Friday, November 18, 2011

"Have 'Twangy' Guitar Will Travel," by Duane Eddy (June, 1959)

Dad's Take:

As a surf guitar fan, I can't ignore Duane Eddy's influence on one of my favorite genres. The reverb-drenched twangy instrumental tunes of Duane Eddy helped give birth to that genre a year or so after this album came out. Duane Eddy's combo, featuring Eddy on guitar, a sax, bass, and drum, became the model for surf bands.

But one thing should be made clear: this is not surf music. Eddy created a kind of fusion of rock and roll, jazz, country, and even a touch of exotica (without the sound effects). "Rebel Rouser" is one of the true classics of instrumental rock and roll. It's probably the best known song on this collection, but it is definitely not the only one worth listening to. "The Lonely One" is also well-known, "Ramrod" is as energetic as any future surf tune, and even the lesser-known songs are good. I didn't find a single clunker on this record. This is what the Chet Atkins album we listened to earlier could have been if Atkins used a band and had a little more energy.

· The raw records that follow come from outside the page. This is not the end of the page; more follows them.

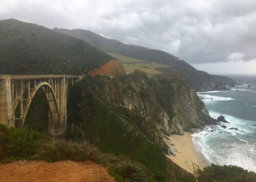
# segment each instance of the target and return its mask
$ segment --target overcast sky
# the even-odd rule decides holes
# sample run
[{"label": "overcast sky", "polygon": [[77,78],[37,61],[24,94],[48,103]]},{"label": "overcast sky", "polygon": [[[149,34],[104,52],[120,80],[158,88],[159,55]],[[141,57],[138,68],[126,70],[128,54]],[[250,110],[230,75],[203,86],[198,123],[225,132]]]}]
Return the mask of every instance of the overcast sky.
[{"label": "overcast sky", "polygon": [[256,74],[255,0],[1,0],[7,18],[89,30],[211,73]]}]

This is good stuff. Duane Eddy is too often overlooked in the lists of musical pioneers of the 1950s and early 1960s. Go out and pick this up, or some other Duane Eddy collection, You won't hear the pyrotechnics of a Jimi Hendrix or the speed of a Dick Dale, but neither of them would have been what they were without Duane Eddy being there first.

Brad's Take:

Strangely, I'd never heard of Duane Eddy until now. Doing a quick Wikipedia search on the guy, I learned a couple of pretty interesting things:

1. He was the first rock n' roll musician to have his own signature guitar model. So many musicians still do this today so it's pretty cool to me that he was actually the first.

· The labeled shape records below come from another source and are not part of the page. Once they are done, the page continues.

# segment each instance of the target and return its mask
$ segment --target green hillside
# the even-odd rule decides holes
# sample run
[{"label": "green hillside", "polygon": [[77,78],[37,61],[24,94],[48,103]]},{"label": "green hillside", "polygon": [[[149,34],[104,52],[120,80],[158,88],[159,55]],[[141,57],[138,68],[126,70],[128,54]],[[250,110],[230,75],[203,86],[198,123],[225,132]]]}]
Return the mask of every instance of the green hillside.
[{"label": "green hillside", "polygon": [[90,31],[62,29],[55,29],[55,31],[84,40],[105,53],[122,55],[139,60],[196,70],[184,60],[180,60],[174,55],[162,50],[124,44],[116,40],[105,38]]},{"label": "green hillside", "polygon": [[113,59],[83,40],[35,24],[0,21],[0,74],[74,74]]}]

2. Four of the songs from this album were on the Top 100 Billboard chart. This is interesting to me because you don't see any instrumental tracks getting their way onto the Top 100 anymore, let alone one ("Rebel-Rouser") getting into the Top 10.

2. Duane Eddy's song "Moovin' N' Groovin" has a guitar riff that The Beach Boys "borrowed" for their song "Surfin' USA." Those of you who know my dad probably know that he's borderline obsessed with The Beach Boys so I have grown to know "Surfin' USA" pretty damn well. I was quite surprised to learn that the song's opening riff was indeed pretty similar to Duane Eddy's song.... I can't believe my own father would subject his children to such blatant plagiarism! ...That was actually internet sarcasm. E-sarcasm, if you will. The songs' riffs really don't sound that alike, but you can tell that Brian Wilson and the gang were tipping their hats to Mr. Eddy.

Duane's guitar playing is tasteful. He doesn't show off with crazy fast guitar solos. He stays true to the mood of the song and doesn't always overshadow the other instruments involved. But with that said, you can tell that Duane Eddy has some true talent and skill on the guitar.

I liked this album. It is a cool combination of 50's blues-inspired rock n' roll instrumentals with echo-ey surf guitar thrown into the mix. There's even some country tinged tunes on this album. 

1 comment:

Scott said...

You want blatant plagiarism involving Surfin' USA? Compare it to Chuck Berry's "Sweet Little Sixteen."